Wakashio : Sébastien Lecornu sur le site du naufrage

Sébastien Lecornu sur le site du naufrage du Wakashio à Maurice
Après avoir participé à une réunion de crise à la préfecture à son arrivée ce matin à la Réunion, le ministre des Outre-mer s’est envolé à Maurice, où il a pu se rendre sur le site du naufrage. Il a proposé l'expertise de trois spécialistes nationaux au gouvernement mauricien.
Sébastien Lecornu est arrivé à Maurice. A sa descente d’avion, le ministre des Outre-mer, qui est accompagné par le préfet de La Réunion Jacques Billant, a pu s’entretenir avec le premier ministre mauricien Pravind Jugnauth au sujet de la situation à Pointe d’Esny, là où le vraquier japonais MV Wakashio s’est échoué il y a trois semaines et s’est brisé en deux hier après-midi.

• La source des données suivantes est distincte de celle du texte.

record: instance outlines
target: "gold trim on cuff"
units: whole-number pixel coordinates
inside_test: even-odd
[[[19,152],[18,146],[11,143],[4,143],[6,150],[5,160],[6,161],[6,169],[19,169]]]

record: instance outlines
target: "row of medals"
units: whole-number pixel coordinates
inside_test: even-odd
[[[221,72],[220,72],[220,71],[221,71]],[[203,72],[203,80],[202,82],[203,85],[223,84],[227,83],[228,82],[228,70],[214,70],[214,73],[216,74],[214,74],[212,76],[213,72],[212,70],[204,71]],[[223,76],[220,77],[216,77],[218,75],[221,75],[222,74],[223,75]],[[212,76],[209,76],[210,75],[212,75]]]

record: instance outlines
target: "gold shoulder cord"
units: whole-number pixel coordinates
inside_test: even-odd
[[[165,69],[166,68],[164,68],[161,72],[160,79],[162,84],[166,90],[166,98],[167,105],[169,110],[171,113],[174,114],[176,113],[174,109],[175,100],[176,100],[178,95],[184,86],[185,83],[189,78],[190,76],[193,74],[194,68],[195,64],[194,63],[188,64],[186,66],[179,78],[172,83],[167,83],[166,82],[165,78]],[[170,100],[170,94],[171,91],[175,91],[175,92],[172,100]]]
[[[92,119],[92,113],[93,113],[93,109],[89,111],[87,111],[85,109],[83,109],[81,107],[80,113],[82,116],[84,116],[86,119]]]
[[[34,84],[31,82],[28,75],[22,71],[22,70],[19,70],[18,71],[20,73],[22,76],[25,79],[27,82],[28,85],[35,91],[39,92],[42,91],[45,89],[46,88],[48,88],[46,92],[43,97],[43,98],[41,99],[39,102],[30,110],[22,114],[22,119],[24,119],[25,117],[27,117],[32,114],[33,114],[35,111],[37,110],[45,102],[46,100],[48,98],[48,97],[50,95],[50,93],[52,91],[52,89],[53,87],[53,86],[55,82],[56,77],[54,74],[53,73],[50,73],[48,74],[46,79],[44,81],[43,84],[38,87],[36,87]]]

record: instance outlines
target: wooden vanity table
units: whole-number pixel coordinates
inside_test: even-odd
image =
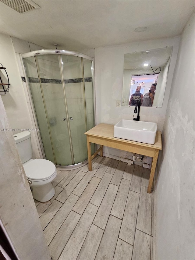
[[[114,125],[112,125],[99,124],[85,134],[87,135],[88,167],[90,171],[92,170],[91,160],[96,155],[100,152],[100,156],[103,156],[103,145],[152,157],[153,160],[147,189],[148,193],[151,193],[159,150],[162,149],[161,133],[160,131],[156,132],[154,144],[149,144],[114,137]],[[100,145],[100,148],[92,155],[90,143]]]

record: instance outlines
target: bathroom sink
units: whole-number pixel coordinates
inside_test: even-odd
[[[154,144],[156,130],[156,123],[122,119],[114,126],[114,136]]]

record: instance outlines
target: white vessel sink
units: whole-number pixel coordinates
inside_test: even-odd
[[[156,123],[122,119],[114,126],[114,136],[154,144],[156,130]]]

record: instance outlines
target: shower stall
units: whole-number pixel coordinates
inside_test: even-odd
[[[66,169],[84,165],[84,133],[94,125],[93,58],[58,50],[22,56],[45,158]]]

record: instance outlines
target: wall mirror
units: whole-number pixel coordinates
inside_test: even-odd
[[[135,106],[140,97],[142,106],[162,106],[172,49],[125,54],[122,106]]]

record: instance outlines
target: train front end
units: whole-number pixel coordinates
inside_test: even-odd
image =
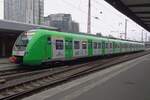
[[[20,34],[13,46],[12,57],[9,58],[12,63],[23,63],[23,57],[28,53],[26,52],[26,48],[34,34],[34,31],[28,31]]]

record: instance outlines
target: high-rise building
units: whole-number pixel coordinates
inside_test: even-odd
[[[51,14],[44,17],[44,24],[57,27],[63,32],[79,32],[79,24],[72,21],[71,14]]]
[[[44,0],[4,0],[4,19],[28,24],[44,21]]]

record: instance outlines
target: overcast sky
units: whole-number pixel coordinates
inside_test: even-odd
[[[0,19],[3,16],[2,2],[3,0],[0,0]],[[124,33],[125,30],[125,19],[128,19],[127,37],[132,40],[141,40],[142,27],[118,12],[104,0],[91,0],[91,3],[92,34],[101,32],[103,35],[111,34],[120,37],[120,33]],[[45,0],[44,4],[44,16],[55,13],[71,14],[72,19],[80,24],[80,31],[87,31],[88,0]],[[145,30],[144,33],[146,32]]]

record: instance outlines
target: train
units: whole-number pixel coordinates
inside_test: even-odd
[[[49,62],[143,51],[137,41],[113,39],[84,33],[33,29],[21,33],[14,43],[12,63],[41,65]]]

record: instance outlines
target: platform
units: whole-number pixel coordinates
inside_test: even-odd
[[[23,100],[150,100],[150,55],[112,66]]]

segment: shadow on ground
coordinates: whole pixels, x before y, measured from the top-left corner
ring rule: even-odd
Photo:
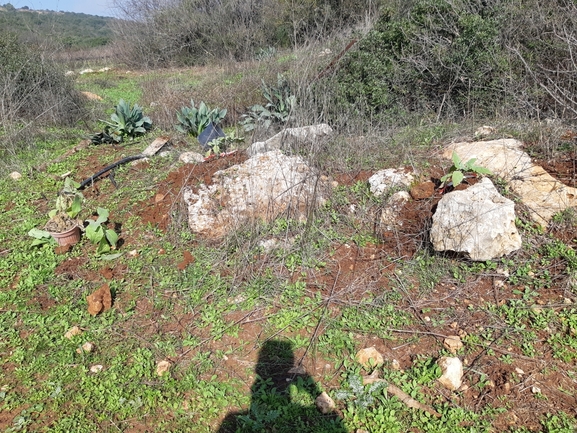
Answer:
[[[347,433],[336,414],[323,415],[314,405],[321,393],[308,374],[295,374],[292,344],[269,340],[260,350],[250,408],[229,413],[218,433]]]

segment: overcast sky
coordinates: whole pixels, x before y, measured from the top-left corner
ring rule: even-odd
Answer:
[[[105,17],[114,15],[112,0],[0,0],[0,2],[0,4],[11,3],[15,8],[28,6],[30,9],[78,12]]]

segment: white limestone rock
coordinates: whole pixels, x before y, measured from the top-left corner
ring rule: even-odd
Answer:
[[[295,144],[314,145],[318,141],[330,137],[333,129],[326,123],[319,125],[303,126],[301,128],[287,128],[272,136],[266,141],[257,141],[251,144],[246,153],[248,156],[255,156],[259,153],[270,152],[271,150],[284,150],[294,147]]]
[[[577,207],[577,189],[533,164],[522,147],[523,143],[514,139],[455,143],[445,149],[443,157],[450,159],[455,151],[465,162],[477,158],[475,164],[505,180],[527,206],[531,218],[546,227],[556,213]]]
[[[299,156],[276,150],[217,171],[210,186],[184,190],[190,229],[222,237],[250,220],[271,221],[280,214],[304,219],[324,202],[324,183]]]
[[[488,178],[464,191],[446,194],[433,215],[431,241],[436,251],[468,253],[485,261],[521,248],[515,205]]]

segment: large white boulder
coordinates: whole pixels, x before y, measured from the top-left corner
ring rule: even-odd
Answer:
[[[501,257],[521,248],[515,205],[488,178],[439,201],[433,215],[431,241],[436,251],[469,254],[472,260]]]
[[[257,141],[251,144],[246,149],[246,153],[248,156],[254,156],[271,150],[285,150],[303,145],[311,146],[326,137],[330,137],[332,133],[333,129],[326,123],[301,128],[287,128],[266,141]]]
[[[299,156],[280,150],[257,154],[217,171],[210,186],[184,190],[190,229],[221,237],[250,220],[270,221],[280,214],[303,219],[324,201],[316,170]]]
[[[464,162],[477,158],[475,164],[505,180],[527,206],[531,218],[546,227],[553,215],[577,206],[577,189],[533,164],[522,147],[523,143],[514,139],[454,143],[443,156],[451,158],[455,151]]]

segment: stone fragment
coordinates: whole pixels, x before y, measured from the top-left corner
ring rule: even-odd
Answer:
[[[492,126],[483,125],[477,128],[477,130],[475,131],[475,137],[486,137],[488,135],[495,134],[496,132],[497,132],[496,128]]]
[[[357,352],[356,359],[358,363],[365,368],[374,368],[376,366],[383,365],[385,362],[383,355],[381,355],[379,351],[374,347],[367,347],[365,349],[359,350]]]
[[[170,137],[161,136],[154,139],[152,143],[148,145],[146,149],[142,151],[144,156],[156,155],[156,153],[162,149],[164,146],[170,144]]]
[[[104,369],[103,365],[97,364],[90,367],[90,372],[94,374],[100,373]]]
[[[413,175],[405,173],[403,168],[386,168],[373,174],[369,178],[369,185],[371,193],[379,197],[392,188],[408,188],[413,181]]]
[[[92,352],[94,350],[94,344],[92,344],[91,342],[87,341],[86,343],[84,343],[81,346],[82,350],[85,352]]]
[[[433,215],[431,241],[436,251],[464,252],[477,261],[509,254],[521,248],[515,204],[488,178],[446,194]]]
[[[450,159],[455,151],[462,161],[477,158],[476,165],[488,168],[507,182],[531,218],[546,227],[553,215],[577,206],[577,189],[564,185],[533,164],[522,150],[523,143],[513,139],[462,142],[451,144],[443,153]]]
[[[334,400],[324,391],[315,399],[315,405],[325,415],[333,412],[337,407]]]
[[[435,194],[435,184],[433,182],[421,182],[411,188],[411,197],[413,200],[424,200]]]
[[[86,301],[88,302],[88,313],[92,316],[112,308],[112,294],[108,283],[103,284],[98,290],[88,295]]]
[[[156,375],[157,376],[163,376],[165,373],[167,373],[168,371],[170,371],[170,362],[169,361],[159,361],[156,364]]]
[[[73,326],[68,331],[66,331],[66,334],[64,334],[64,337],[66,337],[70,340],[75,335],[80,335],[80,334],[82,334],[82,330],[78,326]]]
[[[332,133],[333,129],[325,123],[303,126],[301,128],[287,128],[266,141],[257,141],[251,144],[246,149],[246,153],[248,156],[255,156],[271,150],[309,148],[327,139]]]
[[[178,160],[183,164],[194,164],[204,162],[204,156],[198,152],[184,152],[180,154]]]
[[[407,191],[399,191],[389,197],[381,212],[381,224],[385,230],[393,230],[397,225],[403,224],[399,221],[399,214],[410,199],[411,196]]]
[[[82,73],[82,72],[81,72]],[[102,101],[102,96],[92,92],[80,92],[89,101]]]
[[[463,342],[461,341],[461,337],[458,335],[449,335],[443,341],[443,346],[454,355],[457,351],[463,348]]]
[[[208,187],[185,188],[189,227],[218,238],[248,221],[272,221],[280,214],[304,221],[311,208],[324,203],[327,185],[318,179],[300,156],[278,150],[257,154],[217,171]]]
[[[459,358],[442,357],[437,361],[443,374],[439,383],[445,388],[456,391],[461,387],[463,378],[463,364]]]

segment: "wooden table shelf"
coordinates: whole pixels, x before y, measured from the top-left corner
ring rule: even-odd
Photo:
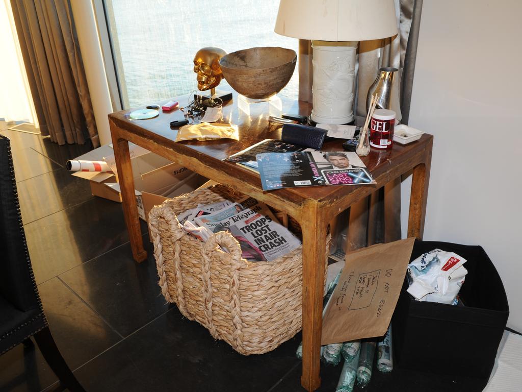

Les deux hommes ont fait le point sur le dispositif antipollution mis en place et l’état d’avancement des opérations de pompage avec les équipes françaises mobilisées depuis La Réunion.
 

Quel avenir pour l’épave ?


"Je vais m'entretenir avec le Premier ministre mauricien pour discuter de l'avenir de l'épave", a-t-il notamment expliqué. Selon les informations du Défi Média, une partie du Wakashio est destinée au cimetière des épaves du port d’Alang, au Gujarat, sur la côte Ouest de l’Inde.

Mais dans une conférence tenue en fin d’après-midi aux côtés du ministre mauricien de l’Environnement Kavi Ramano, Sébastien Lecornu a enjoint le gouvernement mauricien à prendre "la décision la plus mûrement réfléchie sur l’avenir des deux morceaux de l’épave", en tenant compte des enjeux environnement et de l’impact sur la biodiversité, mais aussi des enjeux de sécurité maritime.

"On ne s’explique pas toujours l’erreur qui a conduit à cet échouage. Il ne s’agirait pas de répéter la même erreur. Cette décision nous la regardons avec beaucoup de vigilance et d’attention", a argumenté le ministre des Outre-mer.

Ci-dessous le Facebook live de nos confrères du Défi Média sur place :
 

 

L’expertise de trois spécialistes proposée


La France a donc fourni des moyens humains et matériels mais Sébastien Lecornu a également proposé cet après-midi l’assistance de "trois nouveaux experts nationaux et reconnus".

Ces trois experts anti-pollution du CEPPOL et du CEDRE ont déjà fait le déplacement depuis la métropole jusqu’à Saint-Denis. Ils devraient débarquer en début de semaine à Maurice.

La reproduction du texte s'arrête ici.